1 Hopk. Ch. 555 | New York Court of Chancery | 1825
The technical rule is, that the prayer for process of subpena, selects and designates from all the persons named in the bill, those who are made defendants. The plaintiff may complain and tell stories of whom he “ pleases ; but they only are defendants, against whom pro- “ cess is prayed.” Lord Chancellor Parker, in the case of Fawkes against Pratt, 1 P. Wms. 592. This bill has no prayer for process ; and according to the strictness of English forms, it would be bad, for that reason.
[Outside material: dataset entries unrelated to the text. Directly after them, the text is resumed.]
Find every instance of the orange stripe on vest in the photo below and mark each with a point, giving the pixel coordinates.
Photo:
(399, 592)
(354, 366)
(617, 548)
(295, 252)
As the writ of subpena is here issued of course, a formal prayer in the bill, can not be necessary, to entitle the complainant to that process. But it is necessary, that every bill should clearly display the persons who are impleaded, as defendants : and this
Parties are the essence of every suit; and it is essential, that the parties complainant and defendant, should be clearly presented, as such. “ Ut actor sit qui agit, et reus qui convenitur, est in omni judicio necessarium, ut alter actoris, alter rei locum teneat.” Huber. Praelect. 706. When it is uncertain, who are complainants, or who are the persons called to answer, the suit is fundamentally defective: and if the parties are not clearly designated, it is the fault of him who institutes the suit.
It is essential, that the defendants should be clearly designated, as such ; but it can not be material, whether they are designated by praying process against them, in the form of courts of equity, or by a positive allegation that they are impleaded as defendants, according to the forms of courts of law.
In this case, the persons intended to be made defendants, are not designated as such, either by a prayer of process against them, or by any statement that they are the defendants who are impleaded as such, in the suit. This is a defect not of form, but of substance ; it is fatal; and the demurrer is allowed.
The complainants however, had leave to amend their bill, on the usual terms.